Saliman water main project delayed until next year
Capital improvement bonds, city departmental reports and a new program to pair dogs with courtroom witnesses concerned Carson City’s Board of Supervisors Thursday.
The board handled a few items, though members spent most of the morning working as the Board of Health along with Health Officer Susan Pintar and Sheriff Ken Furlong. Among those few board items, however, was a resolution of city government’s intent to issue $13.6 million in bonded indebtedness and authorize public notice of that intent, which sets the stage for issuance as early as December.
The bonds would be backed by revenues from the previously-passed city sales tax hike of one-eighth of a penny, which will begin coming in after Oct. 1. The board earlier approved the hike with Supervisor Jim Shirk dissenting, but Thursday he made this step unanimous after saying he couldn’t continue opposing what the rest of the board had started in motion.
Finance Director Nick Providenti said interest on the bonds could be 4.56 percent or lower, according to projections now.

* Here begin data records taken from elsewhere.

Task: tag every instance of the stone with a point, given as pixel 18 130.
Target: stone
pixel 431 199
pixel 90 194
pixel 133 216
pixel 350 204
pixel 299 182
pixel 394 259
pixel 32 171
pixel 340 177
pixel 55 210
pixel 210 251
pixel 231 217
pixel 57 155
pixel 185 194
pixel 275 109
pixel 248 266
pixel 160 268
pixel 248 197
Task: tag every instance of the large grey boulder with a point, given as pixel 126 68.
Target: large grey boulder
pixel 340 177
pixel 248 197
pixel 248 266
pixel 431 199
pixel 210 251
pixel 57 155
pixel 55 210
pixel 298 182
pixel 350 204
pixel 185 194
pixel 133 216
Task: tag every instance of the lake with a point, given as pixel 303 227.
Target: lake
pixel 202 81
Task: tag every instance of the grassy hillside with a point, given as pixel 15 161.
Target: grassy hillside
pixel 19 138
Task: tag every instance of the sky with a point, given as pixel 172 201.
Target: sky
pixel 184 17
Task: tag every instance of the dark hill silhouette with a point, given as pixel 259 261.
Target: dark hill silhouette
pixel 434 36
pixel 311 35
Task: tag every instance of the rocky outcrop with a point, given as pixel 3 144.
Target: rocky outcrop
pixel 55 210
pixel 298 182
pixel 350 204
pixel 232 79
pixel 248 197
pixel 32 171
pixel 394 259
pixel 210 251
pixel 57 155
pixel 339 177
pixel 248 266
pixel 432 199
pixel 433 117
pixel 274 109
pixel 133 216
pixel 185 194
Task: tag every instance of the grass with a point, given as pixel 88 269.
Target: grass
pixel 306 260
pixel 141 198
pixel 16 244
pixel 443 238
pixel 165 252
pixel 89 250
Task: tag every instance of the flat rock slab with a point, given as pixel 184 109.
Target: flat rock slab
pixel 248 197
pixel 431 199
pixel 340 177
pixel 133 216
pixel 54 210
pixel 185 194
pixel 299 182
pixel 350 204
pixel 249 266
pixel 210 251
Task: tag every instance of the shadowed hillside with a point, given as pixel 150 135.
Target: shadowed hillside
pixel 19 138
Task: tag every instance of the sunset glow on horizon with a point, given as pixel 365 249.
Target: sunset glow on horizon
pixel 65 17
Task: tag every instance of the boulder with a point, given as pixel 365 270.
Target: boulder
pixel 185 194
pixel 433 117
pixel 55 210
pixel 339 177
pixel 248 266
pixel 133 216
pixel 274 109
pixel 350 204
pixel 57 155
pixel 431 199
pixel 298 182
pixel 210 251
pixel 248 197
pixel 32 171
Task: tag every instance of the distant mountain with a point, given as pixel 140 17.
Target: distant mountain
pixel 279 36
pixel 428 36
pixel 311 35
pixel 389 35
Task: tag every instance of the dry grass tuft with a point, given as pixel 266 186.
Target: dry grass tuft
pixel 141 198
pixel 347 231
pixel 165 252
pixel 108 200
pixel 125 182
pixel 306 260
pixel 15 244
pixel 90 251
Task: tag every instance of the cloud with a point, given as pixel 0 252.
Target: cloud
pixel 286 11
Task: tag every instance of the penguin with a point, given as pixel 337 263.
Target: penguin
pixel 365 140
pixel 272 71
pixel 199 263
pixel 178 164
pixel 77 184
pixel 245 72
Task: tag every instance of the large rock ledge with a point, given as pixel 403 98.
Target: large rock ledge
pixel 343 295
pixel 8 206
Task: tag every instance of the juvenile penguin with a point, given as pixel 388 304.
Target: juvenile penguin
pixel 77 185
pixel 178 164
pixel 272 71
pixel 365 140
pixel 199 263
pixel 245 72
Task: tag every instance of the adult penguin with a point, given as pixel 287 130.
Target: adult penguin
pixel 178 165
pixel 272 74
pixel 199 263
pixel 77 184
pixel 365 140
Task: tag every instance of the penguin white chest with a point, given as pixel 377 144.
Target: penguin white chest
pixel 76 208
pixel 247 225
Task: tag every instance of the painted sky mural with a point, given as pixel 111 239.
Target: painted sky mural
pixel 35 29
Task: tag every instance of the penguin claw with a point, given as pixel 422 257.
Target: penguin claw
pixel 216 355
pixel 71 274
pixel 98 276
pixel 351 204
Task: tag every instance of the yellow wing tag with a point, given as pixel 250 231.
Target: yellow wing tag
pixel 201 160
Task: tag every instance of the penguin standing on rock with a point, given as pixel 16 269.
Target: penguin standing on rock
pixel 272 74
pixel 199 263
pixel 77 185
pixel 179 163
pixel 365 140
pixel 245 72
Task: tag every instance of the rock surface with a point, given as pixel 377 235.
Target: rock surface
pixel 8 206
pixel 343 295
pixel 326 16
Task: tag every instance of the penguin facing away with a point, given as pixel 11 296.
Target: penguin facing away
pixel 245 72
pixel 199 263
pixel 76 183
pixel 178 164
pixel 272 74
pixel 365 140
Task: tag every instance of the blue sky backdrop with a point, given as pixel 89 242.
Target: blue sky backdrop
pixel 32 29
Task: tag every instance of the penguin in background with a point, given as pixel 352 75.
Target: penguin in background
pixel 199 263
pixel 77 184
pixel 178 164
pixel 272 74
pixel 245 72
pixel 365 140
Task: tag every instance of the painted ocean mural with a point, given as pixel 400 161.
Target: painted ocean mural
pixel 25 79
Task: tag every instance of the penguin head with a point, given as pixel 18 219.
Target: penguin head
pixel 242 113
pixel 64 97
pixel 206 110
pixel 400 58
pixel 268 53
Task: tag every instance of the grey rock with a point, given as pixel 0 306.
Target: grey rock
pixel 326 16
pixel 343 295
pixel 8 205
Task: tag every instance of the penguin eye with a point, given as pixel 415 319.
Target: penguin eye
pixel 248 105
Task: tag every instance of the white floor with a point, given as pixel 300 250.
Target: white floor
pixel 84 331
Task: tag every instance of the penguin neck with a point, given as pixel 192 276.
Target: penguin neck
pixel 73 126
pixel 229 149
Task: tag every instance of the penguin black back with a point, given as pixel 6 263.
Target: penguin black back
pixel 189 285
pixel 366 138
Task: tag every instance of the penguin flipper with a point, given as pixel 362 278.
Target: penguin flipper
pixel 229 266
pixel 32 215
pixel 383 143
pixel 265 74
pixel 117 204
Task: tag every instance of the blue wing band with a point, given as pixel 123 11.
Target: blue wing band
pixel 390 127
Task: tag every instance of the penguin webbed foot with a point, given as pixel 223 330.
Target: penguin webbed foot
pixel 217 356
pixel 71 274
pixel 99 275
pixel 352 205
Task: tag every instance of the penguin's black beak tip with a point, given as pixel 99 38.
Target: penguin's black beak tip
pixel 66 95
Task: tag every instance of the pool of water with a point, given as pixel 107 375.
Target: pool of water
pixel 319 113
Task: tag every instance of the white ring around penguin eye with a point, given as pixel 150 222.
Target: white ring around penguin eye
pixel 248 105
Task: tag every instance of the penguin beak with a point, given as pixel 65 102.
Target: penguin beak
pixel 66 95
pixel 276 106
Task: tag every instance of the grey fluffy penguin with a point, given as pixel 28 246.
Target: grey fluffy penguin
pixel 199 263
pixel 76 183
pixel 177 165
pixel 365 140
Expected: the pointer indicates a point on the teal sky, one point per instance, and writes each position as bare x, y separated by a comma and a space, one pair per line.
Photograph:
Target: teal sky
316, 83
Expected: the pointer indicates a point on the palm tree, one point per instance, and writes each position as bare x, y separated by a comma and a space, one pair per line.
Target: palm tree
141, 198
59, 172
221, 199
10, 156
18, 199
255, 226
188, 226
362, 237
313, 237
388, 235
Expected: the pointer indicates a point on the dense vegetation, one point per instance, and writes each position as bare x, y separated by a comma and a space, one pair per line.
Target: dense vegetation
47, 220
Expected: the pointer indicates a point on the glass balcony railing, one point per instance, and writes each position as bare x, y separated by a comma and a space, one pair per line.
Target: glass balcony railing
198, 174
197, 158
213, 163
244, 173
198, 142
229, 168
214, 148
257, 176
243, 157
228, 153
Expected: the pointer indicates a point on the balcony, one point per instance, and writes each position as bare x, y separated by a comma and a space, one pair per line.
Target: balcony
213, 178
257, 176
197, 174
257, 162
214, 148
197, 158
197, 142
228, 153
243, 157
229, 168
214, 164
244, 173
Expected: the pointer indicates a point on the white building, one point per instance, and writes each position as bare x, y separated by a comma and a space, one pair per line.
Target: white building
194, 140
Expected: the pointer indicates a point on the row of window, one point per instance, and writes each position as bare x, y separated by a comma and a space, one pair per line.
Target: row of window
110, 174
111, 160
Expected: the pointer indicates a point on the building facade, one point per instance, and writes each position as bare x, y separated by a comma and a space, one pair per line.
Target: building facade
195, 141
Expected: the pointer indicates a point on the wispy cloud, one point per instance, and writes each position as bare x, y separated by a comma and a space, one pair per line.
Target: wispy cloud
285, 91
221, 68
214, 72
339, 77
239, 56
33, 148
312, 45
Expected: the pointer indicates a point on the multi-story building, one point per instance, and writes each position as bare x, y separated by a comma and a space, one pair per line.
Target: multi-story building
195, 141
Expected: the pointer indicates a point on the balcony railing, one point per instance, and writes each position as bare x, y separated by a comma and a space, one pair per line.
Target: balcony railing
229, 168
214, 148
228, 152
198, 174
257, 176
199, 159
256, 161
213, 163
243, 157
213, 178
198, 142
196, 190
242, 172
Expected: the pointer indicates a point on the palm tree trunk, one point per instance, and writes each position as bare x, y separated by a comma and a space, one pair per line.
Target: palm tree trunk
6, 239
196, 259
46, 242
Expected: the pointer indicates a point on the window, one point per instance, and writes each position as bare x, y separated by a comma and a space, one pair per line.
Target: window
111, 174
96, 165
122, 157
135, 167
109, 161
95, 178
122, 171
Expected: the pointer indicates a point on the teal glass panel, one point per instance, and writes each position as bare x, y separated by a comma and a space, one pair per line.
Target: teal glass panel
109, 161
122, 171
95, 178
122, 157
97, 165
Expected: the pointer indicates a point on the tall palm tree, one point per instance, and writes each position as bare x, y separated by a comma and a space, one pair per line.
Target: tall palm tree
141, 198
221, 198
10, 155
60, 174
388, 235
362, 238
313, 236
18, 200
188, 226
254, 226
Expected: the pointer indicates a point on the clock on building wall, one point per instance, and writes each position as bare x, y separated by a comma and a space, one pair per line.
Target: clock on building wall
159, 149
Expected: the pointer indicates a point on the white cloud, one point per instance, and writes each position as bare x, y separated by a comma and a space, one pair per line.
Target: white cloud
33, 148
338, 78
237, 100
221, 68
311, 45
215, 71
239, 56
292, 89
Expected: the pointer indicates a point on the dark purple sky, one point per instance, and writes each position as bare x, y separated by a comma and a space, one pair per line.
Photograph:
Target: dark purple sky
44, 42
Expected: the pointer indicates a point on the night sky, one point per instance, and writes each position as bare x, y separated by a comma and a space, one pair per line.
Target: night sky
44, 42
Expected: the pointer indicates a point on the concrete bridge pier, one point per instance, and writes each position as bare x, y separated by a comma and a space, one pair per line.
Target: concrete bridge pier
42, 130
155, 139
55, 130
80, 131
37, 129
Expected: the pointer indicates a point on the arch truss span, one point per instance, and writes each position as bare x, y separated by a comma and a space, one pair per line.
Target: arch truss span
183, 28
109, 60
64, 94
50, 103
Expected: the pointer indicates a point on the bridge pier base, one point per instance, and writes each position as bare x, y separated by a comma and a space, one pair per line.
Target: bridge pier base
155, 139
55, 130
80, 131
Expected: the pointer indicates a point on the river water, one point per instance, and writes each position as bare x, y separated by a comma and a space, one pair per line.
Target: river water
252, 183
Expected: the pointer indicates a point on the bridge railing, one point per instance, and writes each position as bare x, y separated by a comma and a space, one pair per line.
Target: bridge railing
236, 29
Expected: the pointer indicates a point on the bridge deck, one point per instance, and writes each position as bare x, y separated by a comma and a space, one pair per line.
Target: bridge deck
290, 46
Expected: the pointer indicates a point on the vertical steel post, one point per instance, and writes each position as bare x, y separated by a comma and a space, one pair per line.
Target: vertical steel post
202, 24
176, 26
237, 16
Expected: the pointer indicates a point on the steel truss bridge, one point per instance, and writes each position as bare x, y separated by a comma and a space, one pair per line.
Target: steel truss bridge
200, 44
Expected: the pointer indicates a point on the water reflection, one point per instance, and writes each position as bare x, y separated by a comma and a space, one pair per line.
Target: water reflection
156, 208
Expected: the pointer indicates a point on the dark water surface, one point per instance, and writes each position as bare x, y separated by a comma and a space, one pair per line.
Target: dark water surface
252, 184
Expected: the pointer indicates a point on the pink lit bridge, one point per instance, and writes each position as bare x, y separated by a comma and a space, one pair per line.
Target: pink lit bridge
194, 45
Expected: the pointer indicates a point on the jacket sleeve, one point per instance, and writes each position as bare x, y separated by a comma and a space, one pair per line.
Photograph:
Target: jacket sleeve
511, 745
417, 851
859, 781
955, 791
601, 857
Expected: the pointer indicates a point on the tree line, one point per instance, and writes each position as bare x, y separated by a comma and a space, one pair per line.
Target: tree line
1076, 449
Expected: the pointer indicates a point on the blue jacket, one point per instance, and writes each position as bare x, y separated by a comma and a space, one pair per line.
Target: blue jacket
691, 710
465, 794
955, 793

The bonds will provide funding for capital projects such as the multi-purpose athletic center (MAC) on Russell Way, an animal services shelter on Butti Way, business corridor streetscape improvements downtown, north, south and east of the city core, and upgrades for cultural events at the Community Center. Details of all those projects are unfinished, though the MAC design is near completion.
Among departmental snapshots of activities through March and June of the past fiscal year was one provided by Darren Schulz, public works director, who said drought has been depleting groundwater and raising arsenic and uranium levels. He said, however, water quality remains good and the department isn’t alarmed.
Looking forward, he informed the board a $2 million water main project from Saliman Road to Roop Street through Mills Park will be delayed until next year. At the Aug. 9 board meeting, he had said work on the project would start this fall and could cause some traffic lane tie-ups near Carson High School, but that problem now is put off along with the project because federal standards delayed contractor progress.
The board also heard from District Attorney Neil Rombardo and one of his assistants regarding a new program to help courtroom witnesses by pairing them with therapy dogs for calming purposes. The District Attorney’s Witness Guide (DAWG) program will use Subaru, a locally-trained therapy dog, who was brought in for an introduction to board members.
Rombardo and Mark Krueger, the assistant, said such programs are increasingly being used elsewhere. Carson City will be the first jurisdiction to use it in Nevada, according to Rombardo and Krueger. Krueger said the next step is to take the idea to judges for their approval.